VEME Official Workshop Launch and Open Lecture - Pandemics Past and Present

Event Date(s): 10/08/2015

Location: UWI Teaching and Learning Centre, St. Augustine Circular Road

 The Bioinformatics Workshop 2015 Conference entitled 20th International Bioinformatics Workshop on Virus Evolution and Molecular Epidemiology (VEME) takes place from Sunday August 9 – Friday August 14.

For further details, please click here.

Please note: Some sessions are open to UWI staff and students who are not registered for the conference. For interested persons, sessions highlighted in yellow in this Excel spreadsheet are open to unregistered UWI staff and students. As space may be limited in some sessions, unregistered participants must confirm their interest by email to christine.carrington@sta.uwi.edu (including the date, time and title of the sessions they wish to attend) by Thursday August 6, 2015.  

As part of the Conference, there will be the Official Workshop Launch and Open Lecture by Professor Edward Holmes of University of Sydney, Australia on the topic, Pandemics Past and Present

This event takes place at 5.30pm. 

To RSVP, please email veme2015@sta.uwi.edu or call 645-8666 or 662-7072 ext. 4643.  

For a printable version of this information, please click here.  


Pandemics Past and Present

Prof. Edward C. Holmes FAA

Marie Bashir Institute for Infectious Disease and Biosecurity, Charles Perkins Centre, School of Biological Sciences and Sydney Medical School, The University of Sydney, Sydney, NSW 2006, Australia.

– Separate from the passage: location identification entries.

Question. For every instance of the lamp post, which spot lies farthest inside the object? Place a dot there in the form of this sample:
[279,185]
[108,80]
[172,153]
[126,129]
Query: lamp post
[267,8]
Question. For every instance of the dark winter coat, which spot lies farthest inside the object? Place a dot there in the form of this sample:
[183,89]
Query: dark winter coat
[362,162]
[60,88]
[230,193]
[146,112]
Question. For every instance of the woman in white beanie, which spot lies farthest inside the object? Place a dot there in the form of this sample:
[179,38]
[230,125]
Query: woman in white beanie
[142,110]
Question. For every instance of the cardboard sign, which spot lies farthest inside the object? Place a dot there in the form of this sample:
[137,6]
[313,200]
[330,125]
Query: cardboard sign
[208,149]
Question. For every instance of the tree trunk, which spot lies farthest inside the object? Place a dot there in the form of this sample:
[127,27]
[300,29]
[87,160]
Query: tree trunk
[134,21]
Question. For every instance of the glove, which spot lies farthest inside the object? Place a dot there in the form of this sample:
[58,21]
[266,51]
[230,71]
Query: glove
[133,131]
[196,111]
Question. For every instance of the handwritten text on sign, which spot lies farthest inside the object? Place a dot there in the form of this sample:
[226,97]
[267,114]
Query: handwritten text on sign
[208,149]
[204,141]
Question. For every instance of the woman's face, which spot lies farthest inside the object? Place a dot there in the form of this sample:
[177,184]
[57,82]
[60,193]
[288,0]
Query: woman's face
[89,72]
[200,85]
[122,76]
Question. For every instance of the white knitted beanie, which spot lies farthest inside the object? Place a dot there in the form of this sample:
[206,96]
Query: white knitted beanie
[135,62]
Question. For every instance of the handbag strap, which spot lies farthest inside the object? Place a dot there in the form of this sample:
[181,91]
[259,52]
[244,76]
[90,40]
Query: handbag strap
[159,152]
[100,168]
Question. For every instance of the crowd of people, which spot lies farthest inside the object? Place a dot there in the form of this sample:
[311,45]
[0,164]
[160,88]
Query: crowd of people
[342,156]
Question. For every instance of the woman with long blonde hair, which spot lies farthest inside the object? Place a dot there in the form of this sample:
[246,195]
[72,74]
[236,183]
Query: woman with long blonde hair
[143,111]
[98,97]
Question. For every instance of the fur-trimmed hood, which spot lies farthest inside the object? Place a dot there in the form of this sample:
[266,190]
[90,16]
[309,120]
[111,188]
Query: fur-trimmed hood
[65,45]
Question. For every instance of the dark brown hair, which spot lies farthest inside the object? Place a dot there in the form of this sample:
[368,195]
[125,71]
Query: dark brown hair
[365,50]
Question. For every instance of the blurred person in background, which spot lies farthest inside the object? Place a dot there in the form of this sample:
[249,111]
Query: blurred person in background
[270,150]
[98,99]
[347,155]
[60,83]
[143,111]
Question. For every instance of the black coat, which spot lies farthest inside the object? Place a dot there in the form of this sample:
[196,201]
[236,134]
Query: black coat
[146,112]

I will present an overview of how genome sequence data can be used to understand the evolution of infectious disease and pandemic emergence.  I will first show how the analysis of ‘ancient DNA’ from archival human remains (including those present in medical collections) can inform on past infectious disease epidemics, focusing on two infamous bacterial diseases – plague and cholera.  Turning to the present, and using current examples of influenza viruses, hantaviruses and coronaviruses, I will show how metagenomics is revolutionizing our understanding of virus biodiversity and evolution, and how phylogenetic methods can be used to help predict the nature of future emerging diseases.